Depending on the features implemented, the impact of this technology is different for the receptionist/concierge, than for your other staff (e.g. business office, maintenance). Questions you should ask yourself include: How automated is your community, or how automated do you want it to be? What are your “visitors hours” and which entrances are you staffing and during which hours? This is a key determinant of your return-on-investment (ROI) if your community workflow includes a concierge or receptionist
5. How does temperature scanning fit with your current technology?
Most of the devices available have the ability to control door locks and integrate into a community’s access control system. Questions to ask: Do you need this integration capability? What door access technology have you deployed? While integrating the devices with magnetic door locks may be beneficial, make sure that the scanner you are investigating works with the RFID or key-card system that you already use. Investing in a new key-card system is a non-starter for most communities as it increases costs and can cause additional work for staff and complexity for users. Weigh your options carefully when evaluating this functionality and its fit for your community.

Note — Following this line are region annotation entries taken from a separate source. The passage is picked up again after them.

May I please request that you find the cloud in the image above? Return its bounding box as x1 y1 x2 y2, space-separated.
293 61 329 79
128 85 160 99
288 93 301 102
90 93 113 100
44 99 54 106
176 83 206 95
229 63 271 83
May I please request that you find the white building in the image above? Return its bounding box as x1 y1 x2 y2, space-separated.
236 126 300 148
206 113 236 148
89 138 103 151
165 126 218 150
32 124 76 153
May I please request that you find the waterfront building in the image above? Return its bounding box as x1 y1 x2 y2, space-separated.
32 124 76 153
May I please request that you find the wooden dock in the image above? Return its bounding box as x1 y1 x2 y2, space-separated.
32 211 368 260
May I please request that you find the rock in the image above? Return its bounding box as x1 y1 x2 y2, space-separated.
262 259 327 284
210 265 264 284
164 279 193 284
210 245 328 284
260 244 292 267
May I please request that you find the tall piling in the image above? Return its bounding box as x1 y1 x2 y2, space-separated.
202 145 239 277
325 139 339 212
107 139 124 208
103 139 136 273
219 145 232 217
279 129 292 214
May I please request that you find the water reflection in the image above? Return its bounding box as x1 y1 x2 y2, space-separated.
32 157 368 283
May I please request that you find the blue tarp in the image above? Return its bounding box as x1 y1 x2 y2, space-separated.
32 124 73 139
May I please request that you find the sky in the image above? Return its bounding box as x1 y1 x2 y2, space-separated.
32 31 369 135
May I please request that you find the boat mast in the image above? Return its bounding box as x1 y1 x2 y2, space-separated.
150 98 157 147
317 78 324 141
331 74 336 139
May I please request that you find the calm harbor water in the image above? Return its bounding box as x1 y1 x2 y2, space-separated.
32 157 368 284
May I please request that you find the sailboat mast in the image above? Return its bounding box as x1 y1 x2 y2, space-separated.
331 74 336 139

6. Do you need facial recognition?
Most of the devices support facial recognition. While this could be useful in certain cases, its primary use would be for recurring visitors, such as staff and health providers. Investigate how easy it would be to set up facial recognition and to keep it updated as you add staff and providers to your community. This is an area where the software applications that are included with the scanner needs to be carefully evaluated for ease of use.
7. How does the scanner address HIPAA & Privacy Concerns?
Most of the devices have the ability to capture and store a digital photo of the visitor, and also the measured temperature values. Determine where the data will be stored and how easy it would be to retrieve it at a time of need. Almost all of the devices store data locally on the scanner itself for a period of time and most devices can optionally store it on a cloud server. If it’s the latter, then data privacy should be a primary concern. Questions to ask: Does retrieving data require any special software? In a time of need can any person on your management team easily retrieve the data? It is unwise to ignore HIPAA and data privacy regulations. Given the current conditions, ask and make sure you know how your information will be protected, accessed and backed-up.
Clearly identifying your goals and the challenges you are trying to resolve can help in determine the true value of the specific features for your community and maximize the return on your technological investment.
On a final note, keep in mind that the body temperature scanner is just one component of your overall screening and workflow optimization process. Carefully consider how it will support your organization’s compliance as well as how it fits your community and staff workflows.